In the UK, which has ordered 100m doses of AstraZeneca vaccine, the Joint Committee on Vaccination and Immunisation advised, on 7 April, that people aged under 30 should be offered alternative vaccines where available—even though the Medicines and Healthcare Products Regulatory Agency (MHRA), which conducted the UK review of the evidence, emphasised that it was ‘not recommending new age restrictions in COVID-19 AstraZeneca vaccine use’.
The MHRA said that, up to 31 March, 79 thrombosis events with low platelets had been reported from over 20m doses of the vaccine administered. Among these reported cases, 19 people have died; the overall risk of these blood clots is about four people in every million who receive the vaccine.
Ines Hassan, senior policy researcher with the Global Health Governance Programme at the University of Edinburgh, sees a positive in the way the issue is being investigated. “The scrutiny from regulators and pharmacovigilance experts shows that the system and safety monitoring procedures are working as they should,” she says.
What’s not helpful is how it’s been communicated. Whether from different regulators, government officials, academics, or the media, Hassan tells The BMJ, “It is clear that the mixed messaging from these different stakeholders has caused confusion among the general public, and it has already led to increased vaccine hesitancy in some parts of Europe, among other regions.”
In the US
Adding salt to the wound, AstraZeneca had, simultaneously but separately, faced criticism in the United States. In a 22 March press release the company announced the long-awaited results of a key US trial – one that it hoped would finally win emergency use approval for the vaccine from the US Food and Drug Administration (FDA). The FDA has been cautious around the AstraZeneca vaccine; nearly four months since the UK approved it, the FDA has yet to issue approval for its use in the US despite approving vaccines from Pfizer, Moderna and Johnson and Johnson (Janssen).
In the March announcement AstraZeneca said that the results showed a 79% efficacy in preventing symptomatic disease. Hours later, however, the US National Institutes of Health (NIH) took the unusual step of issuing a midnight statement saying that its data and safety monitoring board had “expressed concern that AstraZeneca may have included outdated information from that trial, which may have provided an incomplete view of the efficacy data.”

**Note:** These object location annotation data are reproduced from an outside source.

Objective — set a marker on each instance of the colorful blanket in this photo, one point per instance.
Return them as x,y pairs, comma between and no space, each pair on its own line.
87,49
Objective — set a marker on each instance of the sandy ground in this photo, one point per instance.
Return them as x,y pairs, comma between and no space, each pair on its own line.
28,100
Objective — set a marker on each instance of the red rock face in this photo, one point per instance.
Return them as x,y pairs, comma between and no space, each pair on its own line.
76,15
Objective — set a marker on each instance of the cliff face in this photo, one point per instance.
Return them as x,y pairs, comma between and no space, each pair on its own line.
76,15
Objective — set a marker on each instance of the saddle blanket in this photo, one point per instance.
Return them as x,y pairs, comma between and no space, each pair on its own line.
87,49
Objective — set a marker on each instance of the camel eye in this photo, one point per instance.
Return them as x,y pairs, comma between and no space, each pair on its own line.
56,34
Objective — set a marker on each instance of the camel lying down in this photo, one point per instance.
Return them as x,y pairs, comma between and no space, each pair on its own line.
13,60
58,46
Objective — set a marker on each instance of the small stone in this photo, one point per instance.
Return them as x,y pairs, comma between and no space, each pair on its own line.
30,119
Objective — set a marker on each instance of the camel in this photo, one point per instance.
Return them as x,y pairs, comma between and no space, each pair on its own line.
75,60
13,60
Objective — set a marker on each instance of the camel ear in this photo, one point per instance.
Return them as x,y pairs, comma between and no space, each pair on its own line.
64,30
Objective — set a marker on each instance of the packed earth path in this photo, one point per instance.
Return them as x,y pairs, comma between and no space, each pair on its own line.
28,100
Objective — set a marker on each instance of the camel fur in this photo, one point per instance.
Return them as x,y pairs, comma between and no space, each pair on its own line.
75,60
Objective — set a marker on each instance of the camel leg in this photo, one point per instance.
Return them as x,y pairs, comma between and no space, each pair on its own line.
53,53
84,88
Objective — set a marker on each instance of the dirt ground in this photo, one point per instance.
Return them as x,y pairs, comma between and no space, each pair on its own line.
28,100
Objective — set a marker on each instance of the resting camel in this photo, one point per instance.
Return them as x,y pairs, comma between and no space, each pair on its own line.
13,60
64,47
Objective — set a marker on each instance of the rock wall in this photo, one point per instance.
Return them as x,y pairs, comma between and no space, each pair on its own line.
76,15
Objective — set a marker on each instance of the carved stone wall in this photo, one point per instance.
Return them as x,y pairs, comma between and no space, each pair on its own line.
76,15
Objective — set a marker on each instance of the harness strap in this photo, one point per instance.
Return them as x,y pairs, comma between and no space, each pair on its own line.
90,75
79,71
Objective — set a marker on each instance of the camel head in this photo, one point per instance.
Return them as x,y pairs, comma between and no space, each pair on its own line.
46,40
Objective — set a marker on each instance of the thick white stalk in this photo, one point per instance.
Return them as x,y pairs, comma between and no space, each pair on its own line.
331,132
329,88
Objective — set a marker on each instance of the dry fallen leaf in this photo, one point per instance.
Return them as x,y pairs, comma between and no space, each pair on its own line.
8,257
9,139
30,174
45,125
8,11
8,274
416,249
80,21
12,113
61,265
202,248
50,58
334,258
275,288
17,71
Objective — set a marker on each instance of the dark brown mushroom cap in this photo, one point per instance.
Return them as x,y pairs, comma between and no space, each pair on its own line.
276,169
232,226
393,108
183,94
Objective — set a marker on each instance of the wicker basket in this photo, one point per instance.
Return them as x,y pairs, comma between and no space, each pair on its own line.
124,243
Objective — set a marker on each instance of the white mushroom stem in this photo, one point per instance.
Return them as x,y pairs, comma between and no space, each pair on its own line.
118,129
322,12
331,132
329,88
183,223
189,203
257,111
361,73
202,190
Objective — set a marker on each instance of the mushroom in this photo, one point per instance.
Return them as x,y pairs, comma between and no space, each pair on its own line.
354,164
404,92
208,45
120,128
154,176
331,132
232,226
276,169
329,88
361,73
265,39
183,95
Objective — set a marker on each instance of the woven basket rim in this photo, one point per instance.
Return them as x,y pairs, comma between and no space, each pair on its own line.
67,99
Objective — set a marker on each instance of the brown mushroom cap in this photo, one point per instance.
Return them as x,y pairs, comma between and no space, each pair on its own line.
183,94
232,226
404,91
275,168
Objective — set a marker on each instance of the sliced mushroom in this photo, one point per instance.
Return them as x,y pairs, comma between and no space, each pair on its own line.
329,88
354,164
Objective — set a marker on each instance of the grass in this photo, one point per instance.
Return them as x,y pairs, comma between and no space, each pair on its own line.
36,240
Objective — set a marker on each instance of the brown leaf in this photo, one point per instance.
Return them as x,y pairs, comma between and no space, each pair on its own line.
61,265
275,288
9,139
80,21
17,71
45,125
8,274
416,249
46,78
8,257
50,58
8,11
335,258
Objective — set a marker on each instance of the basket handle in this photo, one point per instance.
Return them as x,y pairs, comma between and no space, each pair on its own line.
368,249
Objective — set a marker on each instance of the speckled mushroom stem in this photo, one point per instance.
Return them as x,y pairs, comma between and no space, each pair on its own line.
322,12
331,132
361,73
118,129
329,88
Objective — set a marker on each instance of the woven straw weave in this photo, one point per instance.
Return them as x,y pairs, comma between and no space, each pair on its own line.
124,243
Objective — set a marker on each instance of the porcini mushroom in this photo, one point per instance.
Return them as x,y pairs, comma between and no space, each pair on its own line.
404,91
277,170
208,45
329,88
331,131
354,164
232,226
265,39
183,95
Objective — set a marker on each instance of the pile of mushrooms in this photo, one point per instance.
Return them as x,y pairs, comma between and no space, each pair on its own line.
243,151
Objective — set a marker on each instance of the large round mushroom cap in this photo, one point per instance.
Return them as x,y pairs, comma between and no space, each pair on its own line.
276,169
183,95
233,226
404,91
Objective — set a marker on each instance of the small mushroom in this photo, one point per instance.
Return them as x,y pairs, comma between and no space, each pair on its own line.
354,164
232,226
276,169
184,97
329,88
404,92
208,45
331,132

AstraZeneca says that the agreed cut-off point for data was 17 February, as publicised in its initial release. In response to the NIH, within 48 hours, it added more recent data and revised the efficacy down to 76%. The US chief medical adviser, Anthony Fauci, called this an “unforced error” on AstraZeneca’s part; speaking on Good Morning America he said, “It was not necessary—if you look at it, the data really are quite good, but when they put it into the press release it wasn’t completely accurate.”
Martin McKee says that it is, “completely unprecedented that a data monitoring committee would say that what you said in a press release was not accurate. It’s so basic that you don’t issue contradictory information. What on earth was going on there that they didn’t check?”
However, Peter English, a retired consultant in communicable disease control, former editor of Vaccines in Practice magazine and immediate past chair of the BMA’s public health medicine committee, has sympathy for the company. “It seems like it was an attack on the company, and not founded on science,” he says. “AstraZeneca had stated in advance in their protocol the time period, so [they] couldn’t cherry pick the data. If they had done it other way round they would rightly have been criticised.”